Die Nacht der Kapitulation

Gestern Morgen habe ich die Warnung vor der “bedingungslosen Kapitulation” Deutschlands in der europäischen Schuldenkrise besprochen. Objektiv gesehen brauchen wir in Europa einen Schuldenschnitt. Wir werden ihn so oder so bekommen ‒ entweder von uns selbst organisiert mit den damit verbundenen Vorteilen (siehe die diesbezüglichen Beiträge) oder aber unfreiwillig mit maximalem politischem, wirtschaftlichem und finanziellem Schaden. Es sieht immer mehr nach der schlechten Version aus. Die deutsche Opposition verlangt mehr Flexibilität, der Vizekanzler lobt die neue griechische “Flexibilität”, der Finanzminister hält noch den Anschein des Kampfes aufrecht. Besser wäre es, er würde mit seinem Team das europäische Schuldenschnittthema treiben. Vergebliche Hoffnung! Zu groß die Angst vor dem Wähler, dem man so unglaubliche Kosten aufbürdet.
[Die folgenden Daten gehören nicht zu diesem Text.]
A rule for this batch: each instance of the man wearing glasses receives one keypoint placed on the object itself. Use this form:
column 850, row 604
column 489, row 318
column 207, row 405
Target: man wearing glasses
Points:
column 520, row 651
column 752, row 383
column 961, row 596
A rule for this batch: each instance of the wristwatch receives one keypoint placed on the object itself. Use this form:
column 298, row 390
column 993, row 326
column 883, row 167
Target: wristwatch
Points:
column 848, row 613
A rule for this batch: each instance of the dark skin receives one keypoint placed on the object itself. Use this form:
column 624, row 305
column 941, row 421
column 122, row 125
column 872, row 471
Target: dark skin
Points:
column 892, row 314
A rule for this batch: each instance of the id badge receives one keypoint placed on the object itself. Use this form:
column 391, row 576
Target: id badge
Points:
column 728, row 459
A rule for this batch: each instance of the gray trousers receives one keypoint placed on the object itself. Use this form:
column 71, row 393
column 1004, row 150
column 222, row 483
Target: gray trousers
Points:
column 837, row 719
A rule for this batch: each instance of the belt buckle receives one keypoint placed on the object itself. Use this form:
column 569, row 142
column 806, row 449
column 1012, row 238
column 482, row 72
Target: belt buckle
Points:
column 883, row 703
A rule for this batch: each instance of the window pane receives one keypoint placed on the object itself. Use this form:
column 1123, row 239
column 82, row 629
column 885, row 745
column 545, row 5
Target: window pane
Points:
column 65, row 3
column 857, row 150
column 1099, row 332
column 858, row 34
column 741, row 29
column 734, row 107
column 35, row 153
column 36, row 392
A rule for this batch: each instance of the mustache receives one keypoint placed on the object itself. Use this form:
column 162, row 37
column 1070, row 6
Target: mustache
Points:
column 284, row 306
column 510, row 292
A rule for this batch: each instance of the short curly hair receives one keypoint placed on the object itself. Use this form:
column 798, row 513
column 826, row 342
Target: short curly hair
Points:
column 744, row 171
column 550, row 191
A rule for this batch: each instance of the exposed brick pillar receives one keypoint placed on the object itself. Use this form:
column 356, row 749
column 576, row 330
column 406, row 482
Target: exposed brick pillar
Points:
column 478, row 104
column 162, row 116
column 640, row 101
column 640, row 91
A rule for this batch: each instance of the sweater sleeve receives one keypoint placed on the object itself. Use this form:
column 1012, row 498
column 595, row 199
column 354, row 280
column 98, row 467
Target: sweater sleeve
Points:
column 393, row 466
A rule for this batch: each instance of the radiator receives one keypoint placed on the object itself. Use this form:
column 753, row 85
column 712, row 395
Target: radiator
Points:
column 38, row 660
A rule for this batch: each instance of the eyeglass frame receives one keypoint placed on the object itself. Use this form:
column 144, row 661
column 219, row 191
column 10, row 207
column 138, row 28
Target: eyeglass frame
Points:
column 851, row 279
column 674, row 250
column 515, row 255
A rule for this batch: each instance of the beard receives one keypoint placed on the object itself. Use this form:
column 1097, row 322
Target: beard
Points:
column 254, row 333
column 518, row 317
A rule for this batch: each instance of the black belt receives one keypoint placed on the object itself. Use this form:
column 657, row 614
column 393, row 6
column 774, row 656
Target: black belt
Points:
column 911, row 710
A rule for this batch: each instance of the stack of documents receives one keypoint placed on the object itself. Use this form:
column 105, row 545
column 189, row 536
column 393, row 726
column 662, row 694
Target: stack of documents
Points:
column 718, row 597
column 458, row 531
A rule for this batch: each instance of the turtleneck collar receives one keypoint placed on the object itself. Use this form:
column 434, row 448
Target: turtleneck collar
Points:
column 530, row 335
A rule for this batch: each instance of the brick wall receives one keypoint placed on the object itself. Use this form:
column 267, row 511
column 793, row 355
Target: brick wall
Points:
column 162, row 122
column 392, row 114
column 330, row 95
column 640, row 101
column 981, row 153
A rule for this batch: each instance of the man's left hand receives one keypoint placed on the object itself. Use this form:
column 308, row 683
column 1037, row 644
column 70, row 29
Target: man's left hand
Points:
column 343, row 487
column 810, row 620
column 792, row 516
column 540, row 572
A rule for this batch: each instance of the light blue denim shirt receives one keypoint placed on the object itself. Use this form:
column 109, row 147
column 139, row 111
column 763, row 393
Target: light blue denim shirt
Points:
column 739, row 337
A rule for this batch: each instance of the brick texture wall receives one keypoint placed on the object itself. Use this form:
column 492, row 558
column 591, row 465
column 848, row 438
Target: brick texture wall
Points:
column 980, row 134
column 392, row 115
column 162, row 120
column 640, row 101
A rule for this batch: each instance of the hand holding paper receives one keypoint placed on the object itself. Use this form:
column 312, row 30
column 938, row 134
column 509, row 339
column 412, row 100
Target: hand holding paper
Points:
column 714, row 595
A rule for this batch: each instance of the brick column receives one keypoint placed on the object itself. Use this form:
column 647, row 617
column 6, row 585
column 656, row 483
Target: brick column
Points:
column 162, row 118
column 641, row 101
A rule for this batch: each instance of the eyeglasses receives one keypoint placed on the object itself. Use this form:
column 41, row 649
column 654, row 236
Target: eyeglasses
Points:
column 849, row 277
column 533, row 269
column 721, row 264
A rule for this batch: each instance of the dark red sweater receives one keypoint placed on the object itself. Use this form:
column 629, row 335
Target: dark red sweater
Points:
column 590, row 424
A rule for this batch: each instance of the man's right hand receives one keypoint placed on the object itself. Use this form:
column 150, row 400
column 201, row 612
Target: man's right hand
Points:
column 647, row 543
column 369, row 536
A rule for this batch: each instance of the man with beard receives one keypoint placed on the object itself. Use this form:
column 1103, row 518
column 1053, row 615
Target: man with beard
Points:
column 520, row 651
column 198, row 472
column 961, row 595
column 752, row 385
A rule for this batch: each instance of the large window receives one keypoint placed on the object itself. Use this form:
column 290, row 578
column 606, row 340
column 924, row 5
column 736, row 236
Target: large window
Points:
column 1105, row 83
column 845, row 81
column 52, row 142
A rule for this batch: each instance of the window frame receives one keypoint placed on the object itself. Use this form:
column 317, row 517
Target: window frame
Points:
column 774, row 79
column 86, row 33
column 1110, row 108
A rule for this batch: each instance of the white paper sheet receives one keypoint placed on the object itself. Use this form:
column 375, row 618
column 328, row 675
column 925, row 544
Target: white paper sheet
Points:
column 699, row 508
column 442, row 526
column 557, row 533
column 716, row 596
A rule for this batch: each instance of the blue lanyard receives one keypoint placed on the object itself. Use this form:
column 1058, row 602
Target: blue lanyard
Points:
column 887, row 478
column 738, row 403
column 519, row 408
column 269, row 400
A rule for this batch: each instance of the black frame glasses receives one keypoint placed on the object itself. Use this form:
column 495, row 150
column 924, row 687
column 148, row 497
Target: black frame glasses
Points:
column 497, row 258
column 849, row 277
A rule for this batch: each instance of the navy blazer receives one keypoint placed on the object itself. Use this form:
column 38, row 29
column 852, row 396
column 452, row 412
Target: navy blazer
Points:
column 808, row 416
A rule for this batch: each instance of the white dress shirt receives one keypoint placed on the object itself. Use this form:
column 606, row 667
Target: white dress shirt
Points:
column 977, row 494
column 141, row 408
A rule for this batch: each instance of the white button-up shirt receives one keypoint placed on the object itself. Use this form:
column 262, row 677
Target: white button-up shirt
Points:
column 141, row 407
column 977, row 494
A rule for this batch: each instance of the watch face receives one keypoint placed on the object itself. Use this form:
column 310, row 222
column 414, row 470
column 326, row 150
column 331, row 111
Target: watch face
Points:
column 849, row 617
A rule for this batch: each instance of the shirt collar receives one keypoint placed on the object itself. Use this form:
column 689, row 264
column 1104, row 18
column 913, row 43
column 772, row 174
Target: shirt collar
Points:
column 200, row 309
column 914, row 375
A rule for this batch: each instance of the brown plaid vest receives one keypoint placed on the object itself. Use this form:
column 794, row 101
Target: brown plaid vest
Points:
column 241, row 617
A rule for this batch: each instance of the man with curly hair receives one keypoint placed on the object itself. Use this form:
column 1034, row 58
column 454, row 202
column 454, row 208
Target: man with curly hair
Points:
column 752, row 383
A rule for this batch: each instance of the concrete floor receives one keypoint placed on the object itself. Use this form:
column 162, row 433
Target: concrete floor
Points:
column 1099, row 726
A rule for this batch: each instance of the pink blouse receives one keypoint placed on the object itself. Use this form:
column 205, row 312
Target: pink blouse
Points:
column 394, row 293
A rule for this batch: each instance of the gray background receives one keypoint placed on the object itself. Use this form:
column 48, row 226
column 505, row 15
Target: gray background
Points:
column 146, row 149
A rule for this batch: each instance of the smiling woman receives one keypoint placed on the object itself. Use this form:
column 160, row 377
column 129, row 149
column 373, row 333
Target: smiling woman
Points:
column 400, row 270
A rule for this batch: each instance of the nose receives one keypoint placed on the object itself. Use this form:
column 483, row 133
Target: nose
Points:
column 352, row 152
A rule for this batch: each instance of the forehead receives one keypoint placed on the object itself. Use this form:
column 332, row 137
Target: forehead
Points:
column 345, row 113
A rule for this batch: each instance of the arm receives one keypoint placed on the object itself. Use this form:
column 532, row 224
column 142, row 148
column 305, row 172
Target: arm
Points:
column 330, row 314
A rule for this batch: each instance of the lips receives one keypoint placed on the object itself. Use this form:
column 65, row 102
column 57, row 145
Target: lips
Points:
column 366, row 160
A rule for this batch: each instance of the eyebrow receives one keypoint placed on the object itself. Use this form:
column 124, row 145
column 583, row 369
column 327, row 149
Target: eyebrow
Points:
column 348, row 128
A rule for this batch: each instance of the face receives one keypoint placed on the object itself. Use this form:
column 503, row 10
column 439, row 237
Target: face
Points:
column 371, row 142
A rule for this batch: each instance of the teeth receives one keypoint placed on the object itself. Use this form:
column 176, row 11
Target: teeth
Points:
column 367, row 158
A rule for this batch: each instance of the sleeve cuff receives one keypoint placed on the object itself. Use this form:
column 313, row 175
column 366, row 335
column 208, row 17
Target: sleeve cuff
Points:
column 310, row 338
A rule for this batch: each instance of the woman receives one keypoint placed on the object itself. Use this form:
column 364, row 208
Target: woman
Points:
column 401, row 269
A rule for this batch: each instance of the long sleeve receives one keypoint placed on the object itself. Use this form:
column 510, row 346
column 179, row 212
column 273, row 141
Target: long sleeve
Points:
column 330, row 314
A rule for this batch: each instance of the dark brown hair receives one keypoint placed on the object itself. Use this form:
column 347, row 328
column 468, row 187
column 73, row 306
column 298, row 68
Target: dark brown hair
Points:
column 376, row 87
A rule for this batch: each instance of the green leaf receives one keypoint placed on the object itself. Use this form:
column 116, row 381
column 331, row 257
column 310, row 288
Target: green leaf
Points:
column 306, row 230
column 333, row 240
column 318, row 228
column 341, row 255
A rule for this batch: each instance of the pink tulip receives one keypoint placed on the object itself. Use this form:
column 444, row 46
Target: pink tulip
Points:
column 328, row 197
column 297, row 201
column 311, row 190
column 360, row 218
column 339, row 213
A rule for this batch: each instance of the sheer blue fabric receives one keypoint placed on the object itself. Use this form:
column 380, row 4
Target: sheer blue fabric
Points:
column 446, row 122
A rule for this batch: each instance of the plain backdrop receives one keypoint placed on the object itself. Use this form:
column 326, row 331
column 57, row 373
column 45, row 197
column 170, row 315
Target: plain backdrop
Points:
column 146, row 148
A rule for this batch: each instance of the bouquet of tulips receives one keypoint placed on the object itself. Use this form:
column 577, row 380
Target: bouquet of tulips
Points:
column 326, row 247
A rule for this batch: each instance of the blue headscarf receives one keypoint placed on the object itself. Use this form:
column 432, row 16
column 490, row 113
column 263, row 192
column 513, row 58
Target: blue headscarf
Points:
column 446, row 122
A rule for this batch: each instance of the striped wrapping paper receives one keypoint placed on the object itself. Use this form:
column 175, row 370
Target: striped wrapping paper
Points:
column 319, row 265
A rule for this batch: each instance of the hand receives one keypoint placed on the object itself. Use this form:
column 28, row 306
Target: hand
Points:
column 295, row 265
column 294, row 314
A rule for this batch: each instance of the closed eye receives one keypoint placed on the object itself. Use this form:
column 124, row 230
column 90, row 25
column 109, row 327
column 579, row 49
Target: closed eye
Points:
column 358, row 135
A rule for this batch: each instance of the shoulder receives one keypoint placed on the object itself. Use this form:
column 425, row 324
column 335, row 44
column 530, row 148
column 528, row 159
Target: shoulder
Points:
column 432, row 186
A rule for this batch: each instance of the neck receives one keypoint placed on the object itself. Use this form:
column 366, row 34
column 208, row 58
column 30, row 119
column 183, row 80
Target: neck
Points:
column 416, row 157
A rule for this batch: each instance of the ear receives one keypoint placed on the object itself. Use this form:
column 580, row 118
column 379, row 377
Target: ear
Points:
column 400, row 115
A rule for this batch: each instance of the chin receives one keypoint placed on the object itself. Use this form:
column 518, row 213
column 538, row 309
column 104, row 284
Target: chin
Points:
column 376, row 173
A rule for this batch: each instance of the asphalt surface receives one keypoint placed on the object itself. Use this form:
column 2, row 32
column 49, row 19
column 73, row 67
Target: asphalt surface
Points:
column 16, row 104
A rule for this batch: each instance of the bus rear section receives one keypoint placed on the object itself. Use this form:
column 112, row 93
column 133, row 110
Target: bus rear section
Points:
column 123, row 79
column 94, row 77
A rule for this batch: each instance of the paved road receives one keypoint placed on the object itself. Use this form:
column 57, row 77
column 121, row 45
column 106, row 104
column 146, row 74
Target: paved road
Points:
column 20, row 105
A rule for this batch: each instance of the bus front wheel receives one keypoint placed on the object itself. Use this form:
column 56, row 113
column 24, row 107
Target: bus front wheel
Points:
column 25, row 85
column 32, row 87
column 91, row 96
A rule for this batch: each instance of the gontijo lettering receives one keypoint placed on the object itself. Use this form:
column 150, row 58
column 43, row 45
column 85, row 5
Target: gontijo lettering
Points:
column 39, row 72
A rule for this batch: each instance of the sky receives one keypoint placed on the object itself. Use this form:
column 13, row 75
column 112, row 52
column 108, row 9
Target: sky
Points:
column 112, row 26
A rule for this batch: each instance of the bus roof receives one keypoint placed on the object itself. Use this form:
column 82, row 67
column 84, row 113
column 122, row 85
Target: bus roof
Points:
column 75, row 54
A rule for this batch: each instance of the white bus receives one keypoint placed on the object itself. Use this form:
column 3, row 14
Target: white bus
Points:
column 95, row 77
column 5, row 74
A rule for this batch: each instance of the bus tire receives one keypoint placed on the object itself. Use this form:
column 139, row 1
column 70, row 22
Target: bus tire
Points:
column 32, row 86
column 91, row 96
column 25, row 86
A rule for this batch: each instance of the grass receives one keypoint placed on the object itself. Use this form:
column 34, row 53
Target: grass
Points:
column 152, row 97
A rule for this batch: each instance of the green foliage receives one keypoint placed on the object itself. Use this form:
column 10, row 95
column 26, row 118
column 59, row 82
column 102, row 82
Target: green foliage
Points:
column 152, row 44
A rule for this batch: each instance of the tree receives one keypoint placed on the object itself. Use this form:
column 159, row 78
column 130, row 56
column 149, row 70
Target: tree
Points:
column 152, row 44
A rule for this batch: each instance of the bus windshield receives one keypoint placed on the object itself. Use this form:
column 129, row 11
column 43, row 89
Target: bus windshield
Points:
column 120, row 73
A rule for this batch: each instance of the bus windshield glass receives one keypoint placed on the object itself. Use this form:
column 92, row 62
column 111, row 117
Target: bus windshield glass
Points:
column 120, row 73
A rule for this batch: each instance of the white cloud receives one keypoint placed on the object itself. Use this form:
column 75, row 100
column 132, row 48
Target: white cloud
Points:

Der SPIEGEL deutet es schon an:

  • “Der Brief sei sehr schlau formuliert, sagen Beamte in Berlin, und adressiere scheinbar alle strittigen Punkte. Doch er weiche der Frage aus, ob Athen nicht nur Finanzhilfen weiter in Anspruch nehmen, sondern auch Reform- und Sparauflagen beachten wolle. ‚Je länger sich unsere Experten über die Zeilen beugten, desto unglücklicher wurden sie‘, sagt ein Beamter.”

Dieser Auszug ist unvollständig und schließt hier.